伊勢新聞

2017年6月26日(月)

▼県の志摩庁舎のスペース貸しに応募どころか問い合わせもなかったのは意外だった。応募がなかった原因を調べて再公募するというのはもっと意外。不動産業者のまね事をするということらしいが、県が権限や特権なしに営利行為をして成功した記憶がない

▼県営鈴鹿スポーツガーデンの命名権(ネーミングライツ)を取得した三重交通に、応募した動機を聞いたことがある。担当は違うが、とある役員。「行政の公募に私どもから応募することはありません。何らかの打診があって検討するということで」

▼20年前の世界祝祭博覧会で、入場券を県関係団体や登録業者などに割り振って問題になった。伊勢志摩サミットの寄付金も、前副知事がらつ腕を振るった。成功の陰に〝権力〟ありで、観光頼りの志摩市で、特に魅力もない庁舎を貸し付け期間3年、利用方法や賃料は「プロポーザル方式で」などと高飛車で公募したのだから、てっきり押しつける当てがあるのかと思っていたが、ゲスの勘ぐりか

▼志摩庁舎は、公用、公共用に供する行政財産。目的外使用は原則禁止。
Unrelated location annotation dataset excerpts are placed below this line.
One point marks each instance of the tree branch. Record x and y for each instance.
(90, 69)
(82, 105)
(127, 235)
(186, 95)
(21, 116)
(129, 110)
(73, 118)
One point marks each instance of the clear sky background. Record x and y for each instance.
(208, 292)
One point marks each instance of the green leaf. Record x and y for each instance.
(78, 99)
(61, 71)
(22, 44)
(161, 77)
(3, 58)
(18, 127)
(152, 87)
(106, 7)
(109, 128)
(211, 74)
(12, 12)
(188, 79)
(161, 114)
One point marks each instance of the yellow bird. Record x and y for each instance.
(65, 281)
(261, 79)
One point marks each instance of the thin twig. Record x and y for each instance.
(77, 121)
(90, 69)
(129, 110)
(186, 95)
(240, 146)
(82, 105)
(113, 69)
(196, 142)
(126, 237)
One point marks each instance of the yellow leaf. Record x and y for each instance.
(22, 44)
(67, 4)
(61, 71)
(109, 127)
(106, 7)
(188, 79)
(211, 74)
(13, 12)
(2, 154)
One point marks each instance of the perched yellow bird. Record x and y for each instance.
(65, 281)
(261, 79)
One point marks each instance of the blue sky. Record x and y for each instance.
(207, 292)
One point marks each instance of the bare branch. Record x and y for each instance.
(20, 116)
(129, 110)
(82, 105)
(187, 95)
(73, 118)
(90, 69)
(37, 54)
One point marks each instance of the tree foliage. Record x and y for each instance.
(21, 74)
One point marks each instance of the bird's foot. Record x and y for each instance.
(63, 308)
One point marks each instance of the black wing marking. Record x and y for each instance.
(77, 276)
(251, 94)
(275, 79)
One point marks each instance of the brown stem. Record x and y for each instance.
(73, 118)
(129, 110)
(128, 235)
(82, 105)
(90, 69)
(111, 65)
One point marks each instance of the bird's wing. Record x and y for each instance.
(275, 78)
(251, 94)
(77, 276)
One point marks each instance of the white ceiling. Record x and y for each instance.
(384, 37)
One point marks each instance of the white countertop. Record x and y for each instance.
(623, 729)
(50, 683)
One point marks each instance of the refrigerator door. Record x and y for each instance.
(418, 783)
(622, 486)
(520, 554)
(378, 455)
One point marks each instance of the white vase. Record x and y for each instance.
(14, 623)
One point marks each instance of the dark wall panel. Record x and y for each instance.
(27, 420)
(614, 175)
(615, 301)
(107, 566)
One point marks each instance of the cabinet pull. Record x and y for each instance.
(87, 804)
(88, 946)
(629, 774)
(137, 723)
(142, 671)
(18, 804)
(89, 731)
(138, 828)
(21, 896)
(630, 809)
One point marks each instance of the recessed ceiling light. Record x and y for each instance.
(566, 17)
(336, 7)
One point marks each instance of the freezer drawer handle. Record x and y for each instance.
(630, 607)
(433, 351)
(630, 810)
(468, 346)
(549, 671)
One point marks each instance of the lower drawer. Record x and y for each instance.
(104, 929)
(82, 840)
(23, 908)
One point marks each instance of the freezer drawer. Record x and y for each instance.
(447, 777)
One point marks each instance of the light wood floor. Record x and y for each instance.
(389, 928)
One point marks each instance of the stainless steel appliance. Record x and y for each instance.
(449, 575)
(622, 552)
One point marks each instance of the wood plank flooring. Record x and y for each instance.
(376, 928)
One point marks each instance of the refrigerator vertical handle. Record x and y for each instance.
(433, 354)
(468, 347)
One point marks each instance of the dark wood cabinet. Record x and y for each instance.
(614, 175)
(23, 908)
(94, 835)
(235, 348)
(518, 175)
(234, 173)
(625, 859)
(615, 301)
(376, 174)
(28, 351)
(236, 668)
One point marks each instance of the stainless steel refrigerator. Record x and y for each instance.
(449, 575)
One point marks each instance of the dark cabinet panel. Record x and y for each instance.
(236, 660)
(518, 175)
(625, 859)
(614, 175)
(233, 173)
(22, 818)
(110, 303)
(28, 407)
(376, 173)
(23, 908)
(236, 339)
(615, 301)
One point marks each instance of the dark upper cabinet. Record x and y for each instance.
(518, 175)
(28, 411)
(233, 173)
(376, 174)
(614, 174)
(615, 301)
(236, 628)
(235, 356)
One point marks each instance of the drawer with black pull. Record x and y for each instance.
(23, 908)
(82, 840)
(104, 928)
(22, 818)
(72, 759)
目的を妨げない範囲で許可できるが、私権は制限され、借地借家法の適用なし。損失補償は求められない。何を好きこのんでというのが民間人の普通の常識だろう

▼歩道橋のネーミングライツ公募も始まったが、イメージ写真の何という魅力のなさ。愛称に「歩道橋」の文字を加える条件は、言葉の意味を知らないのではないかという気になる。目的が「多様な財源確保策」。「ユニークな発想やアイデアで、地域貢献」は桑名市。見習いたい。